2 The Start of the Single Life - All

 

Chapter 2

The Start of the Single Life


As a man is,

So he sees.

William Blake


 

   August 24th 1981 was the memorable day I moved into my own

house to start the single life. During my days of married life, in an

unruly house in Hampshire, I had often imagined the kind of house I

would like for myself one day. Now at last, unbelievably, here it was

– a small, terraced house in Oxford full of strange silence and future

potential. I have always loved small Victorian houses. My beloved nanny,

Agnes Ellen Turner, lived in one in Canterbury. There were nine

members of her family, three rooms in the house. Unfortunately, I

never saw inside it, but imagined what it would have looked like

from my voracious reading of Victorian novels. I saw the familiar

kitchen from Sons and Lovers where Paul Morel and his mother used

to sit; Anna Tellwright’s back parlour with its bentwood rocking chair

and an engraving of ‘The Light of the World ‘over the mantelpiece

and the small black fireplaces as discussed in various Dickens’ novels.

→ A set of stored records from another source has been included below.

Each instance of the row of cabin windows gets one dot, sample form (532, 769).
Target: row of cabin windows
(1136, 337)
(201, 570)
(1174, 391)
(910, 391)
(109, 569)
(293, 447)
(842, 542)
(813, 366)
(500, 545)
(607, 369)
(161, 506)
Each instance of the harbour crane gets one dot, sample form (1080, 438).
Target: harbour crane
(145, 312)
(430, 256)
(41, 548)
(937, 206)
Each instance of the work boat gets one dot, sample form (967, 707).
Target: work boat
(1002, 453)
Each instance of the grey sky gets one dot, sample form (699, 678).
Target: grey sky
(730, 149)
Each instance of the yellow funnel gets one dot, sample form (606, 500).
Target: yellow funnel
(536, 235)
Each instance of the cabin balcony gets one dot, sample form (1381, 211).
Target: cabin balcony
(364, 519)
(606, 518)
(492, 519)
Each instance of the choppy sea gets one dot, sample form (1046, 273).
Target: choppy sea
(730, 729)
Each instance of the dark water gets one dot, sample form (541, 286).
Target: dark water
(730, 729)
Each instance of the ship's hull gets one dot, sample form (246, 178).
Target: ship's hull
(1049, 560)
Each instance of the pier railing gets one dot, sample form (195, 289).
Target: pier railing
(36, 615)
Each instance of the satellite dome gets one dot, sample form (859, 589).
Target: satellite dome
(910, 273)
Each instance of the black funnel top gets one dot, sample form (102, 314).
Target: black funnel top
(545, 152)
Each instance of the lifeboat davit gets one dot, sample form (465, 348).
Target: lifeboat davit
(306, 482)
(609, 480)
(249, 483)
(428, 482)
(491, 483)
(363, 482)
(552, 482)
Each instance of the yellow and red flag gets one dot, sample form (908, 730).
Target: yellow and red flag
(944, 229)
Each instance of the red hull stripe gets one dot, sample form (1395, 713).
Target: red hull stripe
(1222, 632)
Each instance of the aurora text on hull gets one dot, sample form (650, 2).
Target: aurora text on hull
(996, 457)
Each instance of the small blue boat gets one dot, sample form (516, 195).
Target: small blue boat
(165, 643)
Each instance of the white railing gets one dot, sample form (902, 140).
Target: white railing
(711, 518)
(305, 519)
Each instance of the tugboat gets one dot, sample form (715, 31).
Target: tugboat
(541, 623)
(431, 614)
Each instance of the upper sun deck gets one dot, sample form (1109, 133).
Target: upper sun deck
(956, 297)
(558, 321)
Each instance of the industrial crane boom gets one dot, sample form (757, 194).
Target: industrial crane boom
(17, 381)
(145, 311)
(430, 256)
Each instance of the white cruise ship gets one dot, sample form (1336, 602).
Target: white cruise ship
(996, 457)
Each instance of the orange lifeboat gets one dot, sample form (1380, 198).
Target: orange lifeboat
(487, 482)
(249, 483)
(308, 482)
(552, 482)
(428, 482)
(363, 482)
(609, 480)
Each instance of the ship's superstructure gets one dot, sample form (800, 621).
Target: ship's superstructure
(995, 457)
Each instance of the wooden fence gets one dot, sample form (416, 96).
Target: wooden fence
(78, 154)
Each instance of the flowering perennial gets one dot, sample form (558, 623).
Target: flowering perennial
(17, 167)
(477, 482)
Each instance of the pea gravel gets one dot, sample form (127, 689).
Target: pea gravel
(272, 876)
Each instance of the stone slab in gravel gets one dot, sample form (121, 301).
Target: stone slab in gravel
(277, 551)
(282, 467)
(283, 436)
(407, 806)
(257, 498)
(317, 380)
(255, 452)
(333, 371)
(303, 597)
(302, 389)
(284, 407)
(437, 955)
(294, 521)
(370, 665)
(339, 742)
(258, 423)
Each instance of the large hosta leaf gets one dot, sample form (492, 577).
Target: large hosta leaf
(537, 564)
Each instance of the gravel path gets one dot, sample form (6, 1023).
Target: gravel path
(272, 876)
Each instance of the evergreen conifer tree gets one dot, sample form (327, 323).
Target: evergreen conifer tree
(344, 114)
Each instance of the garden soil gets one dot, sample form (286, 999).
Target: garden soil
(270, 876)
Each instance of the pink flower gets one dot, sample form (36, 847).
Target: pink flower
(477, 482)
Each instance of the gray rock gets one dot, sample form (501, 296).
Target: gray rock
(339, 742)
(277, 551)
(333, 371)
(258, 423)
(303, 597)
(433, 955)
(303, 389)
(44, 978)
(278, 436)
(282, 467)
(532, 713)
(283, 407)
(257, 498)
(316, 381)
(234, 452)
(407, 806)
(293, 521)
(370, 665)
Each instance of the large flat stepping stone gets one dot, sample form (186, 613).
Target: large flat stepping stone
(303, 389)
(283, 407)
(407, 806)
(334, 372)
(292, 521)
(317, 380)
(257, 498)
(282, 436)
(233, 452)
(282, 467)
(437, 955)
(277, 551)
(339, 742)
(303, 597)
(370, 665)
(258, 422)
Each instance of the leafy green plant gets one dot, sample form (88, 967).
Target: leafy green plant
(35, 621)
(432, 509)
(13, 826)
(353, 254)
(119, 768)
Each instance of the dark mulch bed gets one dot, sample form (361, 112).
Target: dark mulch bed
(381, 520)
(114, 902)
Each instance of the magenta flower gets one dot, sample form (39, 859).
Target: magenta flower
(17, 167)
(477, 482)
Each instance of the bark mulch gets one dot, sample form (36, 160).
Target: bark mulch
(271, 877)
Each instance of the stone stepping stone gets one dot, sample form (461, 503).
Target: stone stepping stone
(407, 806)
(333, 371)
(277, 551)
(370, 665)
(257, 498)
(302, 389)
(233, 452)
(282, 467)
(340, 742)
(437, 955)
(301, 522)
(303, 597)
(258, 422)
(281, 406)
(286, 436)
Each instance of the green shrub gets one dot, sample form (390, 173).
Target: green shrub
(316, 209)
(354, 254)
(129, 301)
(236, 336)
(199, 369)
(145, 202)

These would, I knew, radiate a cosy, settled, all-embracing feeling

coming not from luxury, but from love. There would be the smell of

beeswax, sparkling blackened grates, and according to season, jars of

wild flowers, bluebells or dog roses picked on Sunday rambles. In

front of the fire on winter afternoons there would be buttered

muffins, honey, and numerous cups of lemon tea. The street itself

would be tidy, uniform, and predictable, like Coronation Street, with

small front gardens behind spruce hedges.

 

That image was my Utopia, and I recognized it immediately in the

small, dilapidated house I found in East Oxford. The outside

resembled a squat, with flaking paint and dirt-grimed walls; the

inside was filthy. Masses of newspapers and circulars everywhere,

windows you couldn’t see through, electricity meters in every room

and graffiti on the walls. The garden was full of old bedsteads,

curious pieces of rusty ironware, empty beer cans and empty bottles.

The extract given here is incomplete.